Be prepared to show that vehicle prices are individually negotiated in all cases, there is no set price in advance and there is no negative purchase price differential for credit as opposed to cash customers. Use a menu- selling process for aftermarket items to show you consistently offer the same products to all consumers at the same prices. For menu selling, employ the 300% rule - offer 100% of your products to 100% of your customers 100% of the time. Comply with California, Minnesota or other applicable state law requirements for disclosures of aftermarket products.
6. Know your state laws on permissible fees, especially
Don't charge excessive doc fees or any fees in excess of your state's specific limits. Plaintiffs' lawyers have brought UDAP cases under state law claiming that doe fees are excessive charges and hidden profits that dealers charge which are unrelated to their actual costs.
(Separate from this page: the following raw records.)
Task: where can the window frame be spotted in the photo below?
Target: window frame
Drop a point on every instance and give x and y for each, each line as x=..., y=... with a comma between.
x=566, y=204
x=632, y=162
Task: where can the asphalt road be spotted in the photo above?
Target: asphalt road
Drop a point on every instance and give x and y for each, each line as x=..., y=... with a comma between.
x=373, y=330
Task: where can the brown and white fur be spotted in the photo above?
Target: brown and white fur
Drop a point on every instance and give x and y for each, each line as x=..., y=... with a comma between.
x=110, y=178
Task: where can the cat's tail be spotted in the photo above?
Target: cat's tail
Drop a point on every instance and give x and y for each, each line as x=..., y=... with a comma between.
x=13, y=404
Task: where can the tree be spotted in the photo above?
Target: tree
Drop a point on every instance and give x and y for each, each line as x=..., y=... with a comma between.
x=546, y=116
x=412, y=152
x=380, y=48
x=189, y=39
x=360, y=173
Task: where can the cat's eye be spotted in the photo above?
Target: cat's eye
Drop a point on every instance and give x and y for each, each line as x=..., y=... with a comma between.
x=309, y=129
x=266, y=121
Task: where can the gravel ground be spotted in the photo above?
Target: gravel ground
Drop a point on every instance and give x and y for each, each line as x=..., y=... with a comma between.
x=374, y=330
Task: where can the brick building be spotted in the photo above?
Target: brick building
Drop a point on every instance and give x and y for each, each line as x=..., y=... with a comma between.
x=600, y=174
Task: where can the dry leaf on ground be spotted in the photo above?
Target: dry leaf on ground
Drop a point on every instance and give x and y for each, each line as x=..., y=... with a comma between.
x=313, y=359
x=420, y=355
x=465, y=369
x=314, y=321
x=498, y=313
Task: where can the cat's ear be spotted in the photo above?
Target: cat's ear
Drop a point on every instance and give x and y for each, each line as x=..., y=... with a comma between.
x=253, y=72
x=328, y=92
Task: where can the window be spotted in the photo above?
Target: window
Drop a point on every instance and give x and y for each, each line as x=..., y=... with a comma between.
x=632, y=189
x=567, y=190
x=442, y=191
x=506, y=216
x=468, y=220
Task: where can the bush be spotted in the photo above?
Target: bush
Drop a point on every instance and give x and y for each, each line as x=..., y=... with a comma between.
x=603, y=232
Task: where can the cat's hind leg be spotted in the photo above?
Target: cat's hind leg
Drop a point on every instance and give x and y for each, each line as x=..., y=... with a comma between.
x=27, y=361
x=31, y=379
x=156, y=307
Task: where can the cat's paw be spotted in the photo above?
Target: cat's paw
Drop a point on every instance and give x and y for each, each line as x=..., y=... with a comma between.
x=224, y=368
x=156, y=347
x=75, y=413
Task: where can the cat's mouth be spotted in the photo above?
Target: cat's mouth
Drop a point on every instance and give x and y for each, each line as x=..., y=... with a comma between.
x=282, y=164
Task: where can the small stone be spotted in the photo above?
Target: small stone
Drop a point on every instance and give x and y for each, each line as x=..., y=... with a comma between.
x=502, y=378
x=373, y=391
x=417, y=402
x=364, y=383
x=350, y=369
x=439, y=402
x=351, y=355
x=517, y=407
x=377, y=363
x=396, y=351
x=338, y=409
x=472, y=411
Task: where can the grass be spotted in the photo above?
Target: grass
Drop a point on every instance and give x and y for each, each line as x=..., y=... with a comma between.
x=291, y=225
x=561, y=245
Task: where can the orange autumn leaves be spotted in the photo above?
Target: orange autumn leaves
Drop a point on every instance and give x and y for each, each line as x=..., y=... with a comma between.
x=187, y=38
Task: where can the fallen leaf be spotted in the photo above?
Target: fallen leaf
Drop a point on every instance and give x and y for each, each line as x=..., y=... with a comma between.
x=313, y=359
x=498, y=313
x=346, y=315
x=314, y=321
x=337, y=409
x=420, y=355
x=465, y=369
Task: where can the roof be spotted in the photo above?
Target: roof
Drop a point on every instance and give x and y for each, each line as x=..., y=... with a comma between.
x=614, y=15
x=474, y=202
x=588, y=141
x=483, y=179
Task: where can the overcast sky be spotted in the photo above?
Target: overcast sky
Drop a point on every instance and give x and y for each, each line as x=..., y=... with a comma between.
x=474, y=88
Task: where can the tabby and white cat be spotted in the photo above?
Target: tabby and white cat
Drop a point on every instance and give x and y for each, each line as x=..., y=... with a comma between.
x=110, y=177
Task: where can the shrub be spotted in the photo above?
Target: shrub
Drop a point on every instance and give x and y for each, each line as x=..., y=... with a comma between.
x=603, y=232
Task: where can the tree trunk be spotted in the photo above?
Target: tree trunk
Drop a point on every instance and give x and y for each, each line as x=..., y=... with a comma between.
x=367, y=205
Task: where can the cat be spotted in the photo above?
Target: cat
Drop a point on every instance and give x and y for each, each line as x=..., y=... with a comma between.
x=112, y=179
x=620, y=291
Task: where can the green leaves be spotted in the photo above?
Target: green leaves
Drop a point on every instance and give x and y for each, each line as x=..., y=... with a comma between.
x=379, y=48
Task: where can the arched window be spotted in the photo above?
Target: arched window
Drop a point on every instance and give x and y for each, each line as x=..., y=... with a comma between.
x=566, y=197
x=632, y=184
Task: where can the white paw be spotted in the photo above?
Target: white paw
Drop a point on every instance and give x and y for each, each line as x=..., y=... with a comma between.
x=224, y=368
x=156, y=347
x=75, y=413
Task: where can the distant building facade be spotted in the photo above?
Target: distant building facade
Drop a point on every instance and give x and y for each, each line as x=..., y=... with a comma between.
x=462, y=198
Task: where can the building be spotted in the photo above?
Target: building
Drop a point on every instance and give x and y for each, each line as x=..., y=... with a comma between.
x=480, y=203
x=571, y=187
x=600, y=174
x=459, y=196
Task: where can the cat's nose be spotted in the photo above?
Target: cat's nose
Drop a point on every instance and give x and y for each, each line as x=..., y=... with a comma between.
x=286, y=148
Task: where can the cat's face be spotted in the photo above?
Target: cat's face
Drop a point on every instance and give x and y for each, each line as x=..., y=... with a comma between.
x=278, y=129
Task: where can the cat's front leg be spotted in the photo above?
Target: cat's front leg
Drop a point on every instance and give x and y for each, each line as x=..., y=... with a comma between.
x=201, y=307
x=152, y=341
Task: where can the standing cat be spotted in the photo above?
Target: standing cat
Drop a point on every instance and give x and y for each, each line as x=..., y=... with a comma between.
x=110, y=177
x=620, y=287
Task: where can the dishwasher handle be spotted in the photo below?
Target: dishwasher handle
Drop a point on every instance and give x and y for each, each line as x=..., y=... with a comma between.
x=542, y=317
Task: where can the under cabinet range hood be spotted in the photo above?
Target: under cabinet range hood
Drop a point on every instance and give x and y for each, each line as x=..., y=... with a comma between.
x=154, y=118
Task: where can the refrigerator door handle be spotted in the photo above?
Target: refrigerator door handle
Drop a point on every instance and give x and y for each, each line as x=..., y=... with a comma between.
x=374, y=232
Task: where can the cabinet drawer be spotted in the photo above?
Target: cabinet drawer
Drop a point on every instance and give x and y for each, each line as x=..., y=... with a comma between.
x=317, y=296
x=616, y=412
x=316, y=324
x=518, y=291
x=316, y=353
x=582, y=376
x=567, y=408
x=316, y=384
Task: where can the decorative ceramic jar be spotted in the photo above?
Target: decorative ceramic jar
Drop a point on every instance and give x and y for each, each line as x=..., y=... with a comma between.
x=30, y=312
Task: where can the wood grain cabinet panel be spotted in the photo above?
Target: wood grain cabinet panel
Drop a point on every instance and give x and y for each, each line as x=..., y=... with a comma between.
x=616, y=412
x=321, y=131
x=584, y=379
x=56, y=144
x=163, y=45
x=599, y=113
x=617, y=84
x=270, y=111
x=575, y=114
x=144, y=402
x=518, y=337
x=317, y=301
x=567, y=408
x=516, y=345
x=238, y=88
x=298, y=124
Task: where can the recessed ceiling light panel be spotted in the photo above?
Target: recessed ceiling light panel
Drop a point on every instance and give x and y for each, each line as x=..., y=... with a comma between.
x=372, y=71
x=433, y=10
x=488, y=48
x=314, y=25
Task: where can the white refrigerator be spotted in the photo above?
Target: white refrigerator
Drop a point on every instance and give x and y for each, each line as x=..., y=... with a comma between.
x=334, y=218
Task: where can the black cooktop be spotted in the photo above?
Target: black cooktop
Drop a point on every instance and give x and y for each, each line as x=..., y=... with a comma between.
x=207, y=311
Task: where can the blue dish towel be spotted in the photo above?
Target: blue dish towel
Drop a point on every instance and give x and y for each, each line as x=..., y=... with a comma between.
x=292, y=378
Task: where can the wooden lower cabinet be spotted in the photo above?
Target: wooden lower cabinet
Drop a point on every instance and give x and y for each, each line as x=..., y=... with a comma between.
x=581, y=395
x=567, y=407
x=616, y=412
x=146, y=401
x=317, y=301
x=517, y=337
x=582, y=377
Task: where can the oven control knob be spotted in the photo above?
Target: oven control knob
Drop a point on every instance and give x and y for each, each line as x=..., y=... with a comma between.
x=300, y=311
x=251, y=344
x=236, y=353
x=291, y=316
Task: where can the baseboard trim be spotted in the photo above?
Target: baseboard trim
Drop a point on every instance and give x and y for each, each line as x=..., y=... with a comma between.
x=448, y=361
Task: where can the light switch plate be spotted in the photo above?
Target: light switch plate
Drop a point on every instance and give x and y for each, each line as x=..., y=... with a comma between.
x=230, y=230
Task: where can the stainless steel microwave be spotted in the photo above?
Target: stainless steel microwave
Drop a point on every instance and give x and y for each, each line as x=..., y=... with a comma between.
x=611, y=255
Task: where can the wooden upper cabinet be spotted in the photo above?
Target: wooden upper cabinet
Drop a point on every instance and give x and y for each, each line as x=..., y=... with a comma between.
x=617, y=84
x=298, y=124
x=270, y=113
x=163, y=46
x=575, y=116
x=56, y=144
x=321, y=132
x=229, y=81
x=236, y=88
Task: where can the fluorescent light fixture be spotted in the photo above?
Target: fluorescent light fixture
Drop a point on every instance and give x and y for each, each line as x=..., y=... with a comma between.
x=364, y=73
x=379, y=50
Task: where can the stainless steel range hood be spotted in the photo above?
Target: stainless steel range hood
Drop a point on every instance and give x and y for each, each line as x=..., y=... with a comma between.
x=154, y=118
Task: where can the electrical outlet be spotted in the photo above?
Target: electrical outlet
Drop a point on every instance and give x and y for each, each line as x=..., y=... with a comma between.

7. For spot deliveries, use a spot agreement that complies with your state's law.
If spot deliveries are permitted in your state, always use a spot agreement containing terms permitted or required by your state's law or approved in a case decided by a state appellate court. Try to include language that gives both you and the buyer the right to unwind or re-contract if you cannot obtain financial approval "on terms acceptable to the dealer." Your attorney should review and approve your form spot agreement for compliance with your state's laws.
8. Do not sell the customer's trade-in vehicle when doing a spot delivery until you have finalized financing of the customer's new vehicle purchase or lease.
Selling a trade-in vehicle before you have a final deal financed can subject you to a conversion (theft) claim or similar liability. Reported cases in which the dealer sells the consumer's trade-in almost always are a critical factor in a UDAP or similar finding against the dealer.
9. Document the customer's consent to re-contract an unwound spot deal.
When you re-contract a spot deal, get the customer to sign a form acknowledging their right to unwind the deal but indicating that re- contracting is their voluntary choice. Show on the form the different terms from the initial contract that you could not get financed. Do not backdate the new contract the customer is signing. Date the new contract when both parties sign.
10. Be able to show customers how they can quickly thaw their frozen credit files.
For customers who have placed security freezes on their credit files, have a sheet of paper available containing the phone numbers of all three national credit bureaus (Equifax, Experian and TransUnion) for the customer to call to temporarily "thaw" their credit files so that you can pull a credit report on the customer. This will require the customer to have available the PIN issued to them by the credit bureau when they first froze their credit file. The credit bureau is not obligated to thaw the credit file without the PIN. If the customer does not have the PIN, perhaps they can call someone at their home to get it. If the customer has their PIN, they can "thaw" their credit file and make their credit report and credit score available to you in a matter of minutes by simply calling the phone number for each credit bureau. It is not advisable for you to take the customer's PINs or offer to make the calls for the customer although you can give the customer access to a private phone in the dealership if necessary. If you spot deliver or sell a vehicle to a customer with a frozen credit file, proceed with extreme caution. Consider obtaining additional information, such as a pay stub, bank statement or other evidence of the customer's creditworthiness, and be especially diligent when verifying the customer's identity.